The housing market keeps getting cooler.
Home prices fell for the third month in a row in September, according to the S&P CoreLogic Case-Shiller National Home Price Index. The index, which measures home prices across the United States, fell 1% between August and September (before seasonal adjustment).
It’s the latest evidence of a sharp turnaround in the housing market. After two years of extraordinary pandemic-fueled growth, prices are falling back to earth thanks in large part to sky-high mortgage rates.
“As the Federal Reserve continues to move interest rates higher, mortgage financing continues to be more expensive and housing becomes less affordable,” Craig Lazzara, Managing Director at S&P Dow Jones Indices, said in a news release.

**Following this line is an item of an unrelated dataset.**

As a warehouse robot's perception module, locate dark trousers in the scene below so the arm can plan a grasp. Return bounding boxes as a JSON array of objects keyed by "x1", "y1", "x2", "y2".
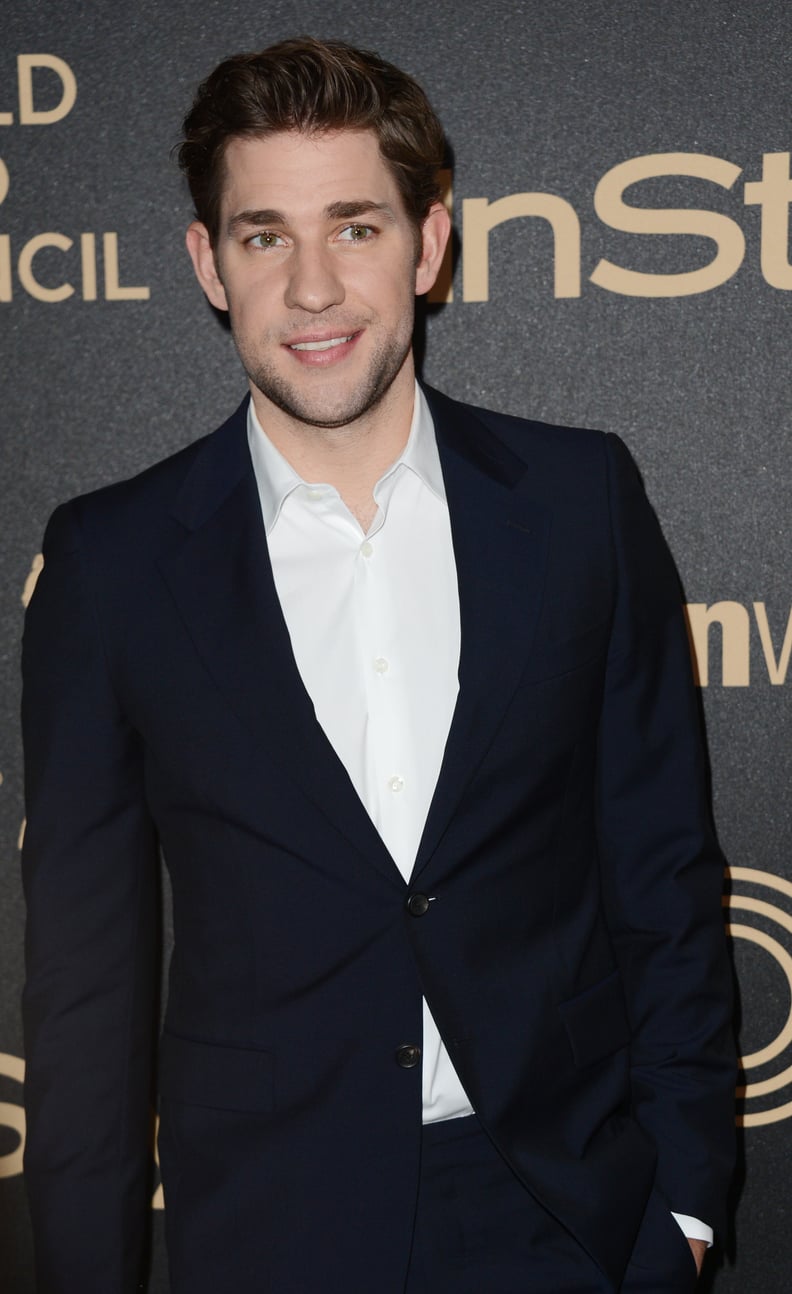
[{"x1": 405, "y1": 1118, "x2": 696, "y2": 1294}]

The average interest rate on a 30-year fixed rate mortgage has more than doubled this year, from about 3.2% at the beginning of January to nearly 6.6% today. The monthly mortgage payment on a typically priced home was $2,384 last week, according to data from the real estate brokerage Redfin. That’s 41% higher than the typical payment a year ago.
That huge spike in borrowing costs has pushed homes out of reach for many potential buyers.

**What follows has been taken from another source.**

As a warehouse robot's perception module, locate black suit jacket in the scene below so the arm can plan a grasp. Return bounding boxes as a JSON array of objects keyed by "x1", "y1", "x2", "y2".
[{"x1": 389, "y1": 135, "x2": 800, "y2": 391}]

Home prices remain high in the grand scheme
All these forces are pushing prices lower, but it’s worth remembering that homes in the United States are still more than 10% more expensive than they were last year, according to the Case-Shiller index.
Even though demand from homebuyers has waned, there are significantly fewer houses for sale than there were before the pandemic.
“While buyers are stepping aside waiting for more affordable prices and rates – causing the slowdown on price growth – would-be sellers are ... holding tight to the inventory they currently own,” Zillow Senior Economist Nicole Bachaud said in email commentary shared with Money.
Bachaud added that as a result, home prices might not fall as much as some people expect them to in the coming months.